Comment 27 for bug 1583009

Revision history for this message
Christian Ehrhardt  (paelzer) wrote :

I still think this is a "new" issue and we should keep the old one fix released and upen a new bug, but for a minor discussion here an update:

If the socket is not around usually the service isn't running.
Which would make sense for the workaround in comment #14 that essentially restarted things.
But your examples show the socket still opened by the PID, just not available at the path.

I wonder if in your cases some part of the upgrade procedure eliminated the directories (and recreated them) but leaving the old sockets open.

That might explain why you see no file via "ls" but you see one in lsof.

I tried to take a Trusty and upgrade to UCA-Mitaka as mentioned as one of the triggering cases.
Any virsh command should do, but using the net-edit as reported int he comments to be sure.

Before:
$ service libvirt-bin status
libvirt-bin start/running, process 5305
$ virsh list
 Id Name State
----------------------------------------------------
 2 kvmtest running
$ ls -laF /var/run/libvirt/libvirt-sock
srwxrwx--- 1 root libvirtd 0 Aug 7 09:23 /var/run/libvirt/libvirt-sock=
$ lsof /var/run/libvirt/libvirt-sock
COMMAND PID USER FD TYPE DEVICE SIZE/OFF NODE NAME
libvirtd 5305 root 12u unix 0xffff880152537c00 0t0 13001500 /var/run/libvirt/libvirt-sock

Ok all seems normal before the upgrade, service is running and working.
The socket is around in file-system and owned by the service's PID.

Now upgrading to UCA-Mitaka - the upgrade worked and lifted the versions to current Mitaka
(at the moment 1.3.1-1ubuntu10.11~cloud0).

$ service libvirt-bin status
libvirt-bin start/running, process 7266
$ virsh list
 Id Name State
----------------------------------------------------
 2 kvmtest running
$ ls -laF /var/run/libvirt/libvirt-sock
srwxrwx--- 1 root libvirtd 0 Aug 7 09:33 /var/run/libvirt/libvirt-sock=
$ lsof /var/run/libvirt/libvirt-sock
COMMAND PID USER FD TYPE DEVICE SIZE/OFF NODE NAME
libvirtd 7266 root 12u unix 0xffff88001d404c00 0t0 13031405 /var/run/libvirt/libvirt-sock

Ok, so a "normal" upgrade does not trigger this in general.
We'd need someone who is in the error state to debug what happened to push his system into this state.

@Jeff (and others) - you seem to have the socket still open by the process, but not in the path.
Are there any mounts over that path that might hide them?
Anything on the upgrade output that might indicate a failed restart or something like it?

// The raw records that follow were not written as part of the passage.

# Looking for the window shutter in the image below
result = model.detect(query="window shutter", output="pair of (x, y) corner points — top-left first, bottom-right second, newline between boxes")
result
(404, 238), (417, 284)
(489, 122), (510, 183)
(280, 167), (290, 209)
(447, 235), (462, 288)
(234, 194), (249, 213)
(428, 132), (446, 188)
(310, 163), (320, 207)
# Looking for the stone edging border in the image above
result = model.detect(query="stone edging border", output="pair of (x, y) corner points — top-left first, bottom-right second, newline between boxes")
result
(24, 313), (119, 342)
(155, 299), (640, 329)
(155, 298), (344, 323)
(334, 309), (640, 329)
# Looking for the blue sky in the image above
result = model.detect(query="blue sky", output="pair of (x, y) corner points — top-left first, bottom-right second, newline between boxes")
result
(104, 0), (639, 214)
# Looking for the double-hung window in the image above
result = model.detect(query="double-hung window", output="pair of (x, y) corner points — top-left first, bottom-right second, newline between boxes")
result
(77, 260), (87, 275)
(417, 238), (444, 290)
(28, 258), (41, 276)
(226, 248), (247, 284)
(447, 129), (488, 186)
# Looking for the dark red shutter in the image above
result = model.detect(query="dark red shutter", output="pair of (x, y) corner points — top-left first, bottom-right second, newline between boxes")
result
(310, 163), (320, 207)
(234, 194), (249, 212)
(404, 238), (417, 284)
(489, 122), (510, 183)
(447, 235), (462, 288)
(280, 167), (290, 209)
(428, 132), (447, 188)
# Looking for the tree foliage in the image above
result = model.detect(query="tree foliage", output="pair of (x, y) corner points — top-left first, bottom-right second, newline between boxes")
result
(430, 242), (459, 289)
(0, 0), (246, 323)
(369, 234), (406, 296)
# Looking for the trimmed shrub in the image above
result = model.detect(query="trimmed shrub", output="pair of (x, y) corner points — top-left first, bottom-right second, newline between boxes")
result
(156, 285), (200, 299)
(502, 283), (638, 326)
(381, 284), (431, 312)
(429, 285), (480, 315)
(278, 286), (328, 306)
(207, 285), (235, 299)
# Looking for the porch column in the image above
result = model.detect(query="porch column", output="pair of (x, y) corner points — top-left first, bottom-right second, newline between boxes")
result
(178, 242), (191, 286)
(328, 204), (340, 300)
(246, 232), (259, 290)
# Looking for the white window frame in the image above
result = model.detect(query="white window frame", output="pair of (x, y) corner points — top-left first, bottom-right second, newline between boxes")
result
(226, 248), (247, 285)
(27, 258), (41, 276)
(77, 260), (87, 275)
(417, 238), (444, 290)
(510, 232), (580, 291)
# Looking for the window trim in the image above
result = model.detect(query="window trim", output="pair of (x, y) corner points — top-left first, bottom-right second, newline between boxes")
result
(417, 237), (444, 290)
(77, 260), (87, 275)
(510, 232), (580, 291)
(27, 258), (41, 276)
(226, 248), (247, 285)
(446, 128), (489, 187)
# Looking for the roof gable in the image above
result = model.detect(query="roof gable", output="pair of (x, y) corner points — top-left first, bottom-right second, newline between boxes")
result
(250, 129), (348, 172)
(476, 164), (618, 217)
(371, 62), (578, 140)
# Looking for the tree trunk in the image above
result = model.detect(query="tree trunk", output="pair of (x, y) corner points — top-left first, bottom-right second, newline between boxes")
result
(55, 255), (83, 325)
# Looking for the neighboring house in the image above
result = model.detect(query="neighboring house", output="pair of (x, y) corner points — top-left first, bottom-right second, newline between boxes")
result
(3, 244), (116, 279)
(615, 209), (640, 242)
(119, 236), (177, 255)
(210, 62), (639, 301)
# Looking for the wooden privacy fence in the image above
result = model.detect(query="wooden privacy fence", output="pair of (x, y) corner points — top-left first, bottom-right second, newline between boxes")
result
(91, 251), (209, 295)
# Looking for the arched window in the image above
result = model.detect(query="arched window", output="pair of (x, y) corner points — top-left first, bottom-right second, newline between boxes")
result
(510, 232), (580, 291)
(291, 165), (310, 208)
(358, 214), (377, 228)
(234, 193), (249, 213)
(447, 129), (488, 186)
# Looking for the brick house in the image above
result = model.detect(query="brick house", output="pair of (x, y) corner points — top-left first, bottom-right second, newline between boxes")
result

Issue could be something like:
# ls -l /var/run/libvirt/lib*
srwxrwx--- 1 root libvirtd 0 Aug 7 09:33 /var/run/libvirt/libvirt-sock
srwxrwxrwx 1 root libvirtd 0 Aug 7 09:33 /var/run/libvirt/libvirt-sock-ro
# mkdir /tmp/test
# mount -o bind /tmp/test /var/run/libvirt
# ls -l /var/run/libvirt/lib*
ls: cannot access /var/run/libvirt/lib*: No such file or directory
# virsh list
error: Failed to connect socket to '/var/run/libvirt/libvirt-sock': No such file or directory

Also the following would lead to such a case:
# rm /var/run/libvirt/libvirt-sock
# virsh list
error: Failed to connect socket to '/var/run/libvirt/libvirt-sock': No such file or directory
# lsof -p 7266 | grep -- libvirt-sock
libvirtd 7266 root 12u unix 0xffff88001d404c00 0t0 13031405 /var/run/libvirt/libvirt-sock

So the question is - where would a wild rm or mount come from in your cases.
Setting the Cloud-Archive Task to incomplete until info is provided that allows further debugging.